Speaker: Yes, that’s why timeouts and monitoring are essential; they give you control over the situation. But much of this monitoring is handled outside standard code and consists of additional error-handling logic you might develop later.
Speaker: You’re absolutely correct.
Speaker: Scaling timeouts? That depends on your system because if you’re communicating across distributed machines, evaluate the latency of your network. Perform some calculations for reasonable timeout values, often established through rules of thumb.
Speaker: For instance, you might decide, “If I don’t hear back in five seconds” — and five seconds is a lengthy interval — “then something must be wrong, and I need to take actions like terminating my process.”
Speaker: You have that approach in Erlang; if things are malfunctioning, the solution is to kill the process.
Speaker: Overall, my perspective on actor-based programming is positive. One advantage of actor-based systems is the separation of execution threads. It allows you to conceal many of the complications inherent in programming languages, fostering a more focused message-passing approach to communication.
Speaker: If it’s not traditional message passing like in Erlang, it’s conceptually similar. Actor-based programming is powerful and advantageous. Just remember, you may not find the same level of happiness in other languages compared to Erlang.
Speaker: You must implement proper error handling. Even if forced to do so, derive ideas from Erlang and apply them elsewhere, but be aware it’s not the real thing. Other languages have certain merits, but the fail-fast and supervision concepts you gain in Erlang aren’t easily replicated.
Speaker: There’s a reason companies like WhatsApp built their entire infrastructure using Erlang: the kind of issues addressed here arise frequently. Errors inevitably occur when managing systems with 500 machines.

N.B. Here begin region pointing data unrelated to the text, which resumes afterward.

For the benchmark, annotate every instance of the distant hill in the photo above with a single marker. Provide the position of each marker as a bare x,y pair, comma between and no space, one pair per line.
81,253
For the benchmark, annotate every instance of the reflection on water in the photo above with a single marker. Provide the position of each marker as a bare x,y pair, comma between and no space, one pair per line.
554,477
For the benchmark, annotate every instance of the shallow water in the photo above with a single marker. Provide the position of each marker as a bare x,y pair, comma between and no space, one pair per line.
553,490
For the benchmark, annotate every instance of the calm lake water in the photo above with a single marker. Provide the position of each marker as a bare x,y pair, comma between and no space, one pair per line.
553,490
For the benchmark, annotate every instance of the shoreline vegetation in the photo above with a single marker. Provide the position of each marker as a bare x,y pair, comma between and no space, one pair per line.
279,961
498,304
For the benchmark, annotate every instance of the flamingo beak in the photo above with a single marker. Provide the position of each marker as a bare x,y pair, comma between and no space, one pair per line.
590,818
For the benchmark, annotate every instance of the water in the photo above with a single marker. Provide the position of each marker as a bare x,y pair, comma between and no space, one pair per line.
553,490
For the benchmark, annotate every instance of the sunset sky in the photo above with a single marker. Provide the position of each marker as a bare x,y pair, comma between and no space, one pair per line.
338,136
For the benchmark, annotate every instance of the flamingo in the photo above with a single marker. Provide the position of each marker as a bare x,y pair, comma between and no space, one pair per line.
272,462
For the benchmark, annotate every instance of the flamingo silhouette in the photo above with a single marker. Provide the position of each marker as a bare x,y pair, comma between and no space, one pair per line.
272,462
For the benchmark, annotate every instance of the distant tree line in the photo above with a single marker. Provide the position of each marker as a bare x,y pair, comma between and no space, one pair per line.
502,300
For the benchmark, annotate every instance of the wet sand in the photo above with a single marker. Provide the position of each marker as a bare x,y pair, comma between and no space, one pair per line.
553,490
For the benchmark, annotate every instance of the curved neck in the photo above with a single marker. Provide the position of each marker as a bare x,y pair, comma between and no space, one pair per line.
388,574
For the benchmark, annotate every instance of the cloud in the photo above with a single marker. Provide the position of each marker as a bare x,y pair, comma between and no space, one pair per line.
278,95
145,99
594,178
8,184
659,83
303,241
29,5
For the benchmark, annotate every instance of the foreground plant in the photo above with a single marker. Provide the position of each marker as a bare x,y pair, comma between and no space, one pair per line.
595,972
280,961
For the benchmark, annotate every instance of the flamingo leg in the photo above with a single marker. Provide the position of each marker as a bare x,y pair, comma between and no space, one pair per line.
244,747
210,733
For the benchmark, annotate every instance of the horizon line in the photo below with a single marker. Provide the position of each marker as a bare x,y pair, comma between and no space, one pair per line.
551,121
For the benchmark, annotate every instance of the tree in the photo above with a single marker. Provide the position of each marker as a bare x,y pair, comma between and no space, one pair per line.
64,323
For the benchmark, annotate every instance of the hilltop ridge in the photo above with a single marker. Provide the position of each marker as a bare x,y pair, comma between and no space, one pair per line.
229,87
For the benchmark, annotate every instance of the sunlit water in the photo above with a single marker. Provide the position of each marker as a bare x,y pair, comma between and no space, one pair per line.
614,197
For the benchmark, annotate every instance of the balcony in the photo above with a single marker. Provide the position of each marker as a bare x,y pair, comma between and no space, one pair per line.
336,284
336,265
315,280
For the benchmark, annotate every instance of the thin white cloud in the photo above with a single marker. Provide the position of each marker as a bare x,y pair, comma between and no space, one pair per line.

Speaker: A gambling company like Bet365, which moves millions of pounds every second, relies on Erlang for their infrastructure. When processes fail, it’s crucial to resolve issues quickly, as the worst thing that can happen for such a company is a disruption in the flow of money through their system.
Speaker: If a process malfunctions but you can maintain flow by managing that one process, you’re still profitable. If a Java exception crashes your whole site, the entire cash flow could stop dead. Speaker: If you’re moving millions of pounds through the system every minute, you definitely don’t want that system to go down.
Speaker: So, yes, okay, I think it’s done. Thank you.